Noting that all this transpired five days prior to his meeting with the PM, he wondered why it wasn’t raised then.
“It was the PSC’s duty to inform the PM, not mine. So, this talk about me not giving the PM a report is hogwash.”
Augustine said on the basis of the attack against him, he is left to wonder whether “the PM and his friends” wanted to have their pick installed as Chief Administrator without consulting him and if there was an agenda to “thwart” the findings of the audit report.
Augustine told the THA that regardless of efforts to “intimidate and defame my character, those responsible for stealing from the THA will be held responsible in the same way those responsible for the airport fiasco are being held accountable now.”
“I recall as a child in Sunday School that I was taught that the most deceitful character in the universe is a man called Satan.
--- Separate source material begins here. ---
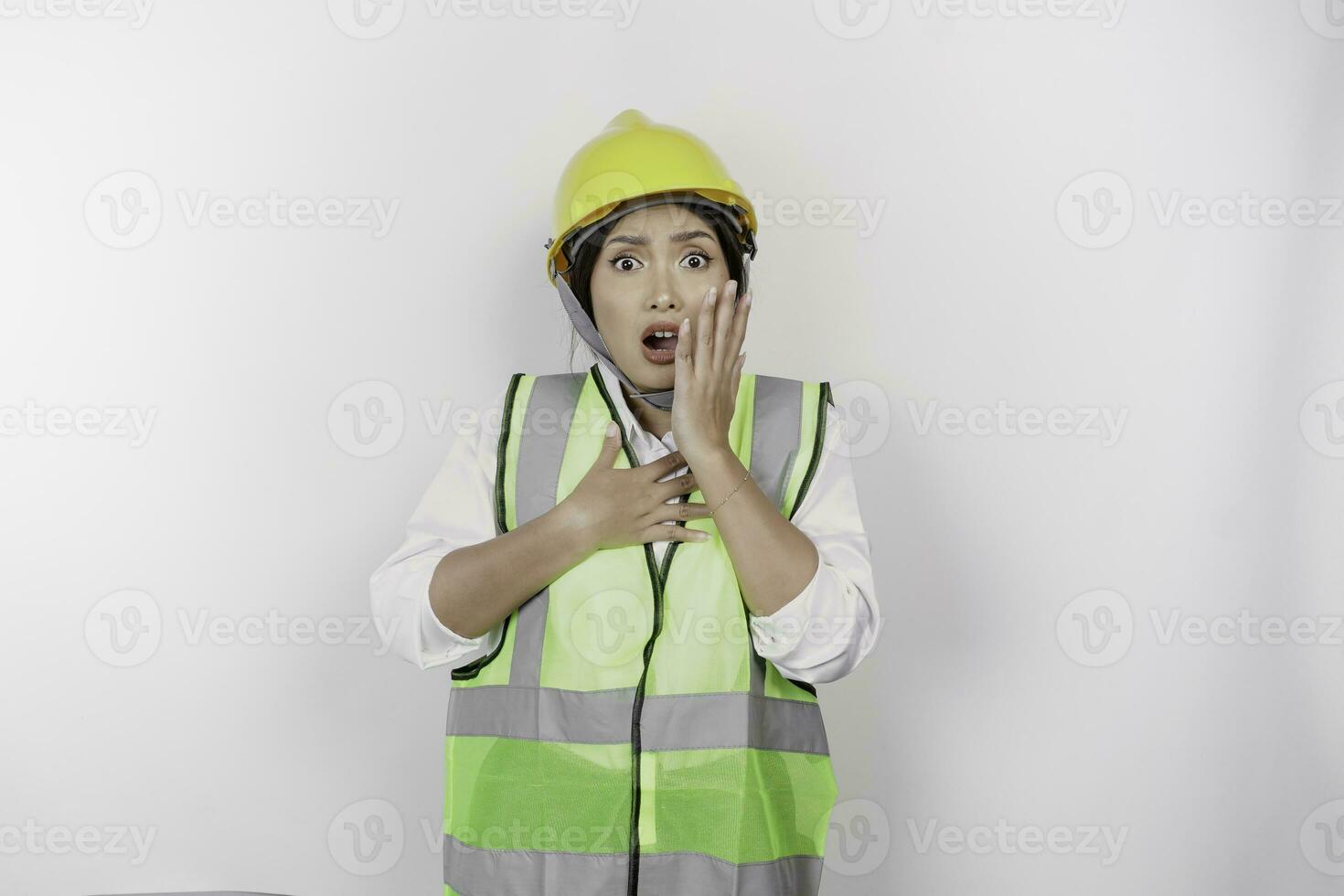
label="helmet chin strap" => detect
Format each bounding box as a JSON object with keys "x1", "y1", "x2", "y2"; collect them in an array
[{"x1": 555, "y1": 252, "x2": 752, "y2": 411}]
And then I got to almost the age of 38 and I encountered the Prime Minister, Dr Keith Christopher Rowley,” he said.
Budget Day June 26
During the sitting, Augustine, in his capacity as Secretary of Finance, Trade and the Economy, announced that Budget Day for Tobago is June 26.
He said the 2023-2024 THA fiscal package will be presented in the Assembly Legislature from 10 am and the debate will take place on take place on June 29 from the same time.
The THA is required to present its draft estimates to Central Government by June 30 annually.